I prefer not to engage in generalities, but as they say, bad behavior has a much longer shelf life in the memory than good. Of course, if someone of celebrity status or sports star is guilty of bad behavior in the past, it probably isn’t a good idea to dredge it up for public consumption, because it might have the effect of losing the “benefit of the doubt” in the public’s mind if something does occur that makes it “applicable.”
For example, Seattle Seahawks’ quarterback Russell Wilson has this squeaky clean persona with the public, in Seattle and in the sports media generally. He is one of the shortest quarterbacks in the NFL, so there is this “natural” perception that he is “vulnerable” to the big bad guys in the league. This perception has just been called into question. It seems that newly retired Yankees star Derek Jeter has started a website in which athletes can post “exclusive” information about themselves unfiltered, instead of through the news media. One of the first posts is from Wilson, who decided that it would make a “splash” if he told some previously unknown truth about himself—although not necessarily “unknown” to his victims, who have otherwise kept their silence.

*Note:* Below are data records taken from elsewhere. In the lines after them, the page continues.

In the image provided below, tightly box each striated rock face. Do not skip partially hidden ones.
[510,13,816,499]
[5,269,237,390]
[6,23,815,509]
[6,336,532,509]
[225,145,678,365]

Wilson claims that as a youth he was a “bully,” beating up other kids, shoving their faces into the ground, all for the “fun” of it, I suppose. Actually, he admits he wasn’t a very “nice” kid, contrary to his current image. I suppose we all have some dirty laundry to hide under the bed; I once read that actress Michelle Pfeiffer admitted to have been a “bully” when she was a kid. Of course, we might give Wilson a “pass” on this, since he is simply being “honest” and is showing us that one can eventually “grow up” to be a responsible adult.
Still, it seems a bit odd to write about this as if it was something we need to know in order to "talk about" a serious topic--domestic violence--in a way that continues to evade the "unfiltered" truth about it. What are the “kids” who learn this supposed to think? It's not "OK" to beat-up women, but when you are kids (or with other males), it's just a "growing up" phase? Some "kids" never grow-up. That you can be a “punk” and a “thug” and still be star athlete and people “respect” you? Isn’t it bad enough that the NBA is full of players who act like street punks both on and off the court? Is this how athletes “connect” with the youth of today? Or is this one “lost” generation passing on its poor habits onto the next—something that money and success has not changed?